The Pretty Things played
again in due course, what did you do in the meantime?
I had a bit of a gap and was involved with The Mekons. They were an
interesting bunch of people. Before that, I had a brief career in a band
called Auntie and The Men from Uncle which was great fun! We did gigs
with The Dammed and Splodgenessabounds and the outer edges of the punk
circuit. By this point (just after the punk explosion) the Pretty Things
had parted company and someone suggested we did a reunion gig in Holland
with most of those involved in 1966. So apart from a small gap in the
1970s, I've always been involved with the Pretty Things.
There were a few
periods where we stopped gigging and people were working on other things
like producing and getting involved in studios. Then the phone calls
started up, from people like Bill Sheppard, having heard Parachute and
not understanding why we weren't playing, and the band came back
together and then we made Freeway Madness. Jimmy Page and Robert Plant
came calling as well as they were interested so it was new impetus. We
got Norman Smith back as well and made Silk Torpedo on Swan Song (Led
Zeppelin's record label)
So enjoying being back in
the limelight with the Pretty Things? I mean it's amazing that all the
bands playing on June 1st at Friars are still playing. What can we
expect from you on the night - Rosalyn, S F Sorrow...?
Tony (McPhee) and I looked very cloned at one point, we really looked
interchangeable!
Yes there will be
Rosalyn and S F Sorrow and hopefully a couple of things from Balboa
Island too (most recent album from 2007)
You've enjoyed your whole
career by the sounds of it!
Oh God, yes!

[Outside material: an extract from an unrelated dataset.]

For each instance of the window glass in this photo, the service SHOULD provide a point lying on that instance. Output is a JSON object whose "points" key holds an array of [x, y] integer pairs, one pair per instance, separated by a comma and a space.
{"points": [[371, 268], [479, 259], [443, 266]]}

Enjoyment. I think if you did music just for money, you'd
be terminally stupid. If you make money, great. Even the Stones at the
outset thought 'money, what's that' but Brian Jones did like money but
was into music for the pure love of it. I remember Phil and I
discovering that the Stones had been paid £25 for a gig and we thought
'hang on, we could do that!' That's a whole fiver each!
Dick and Phil, thanks very
much for your time.
This interview and its content
are © 2009 Mike O'Connor/www.aylesburyfriars.co.uk and may not be used
in whole or in part without permission.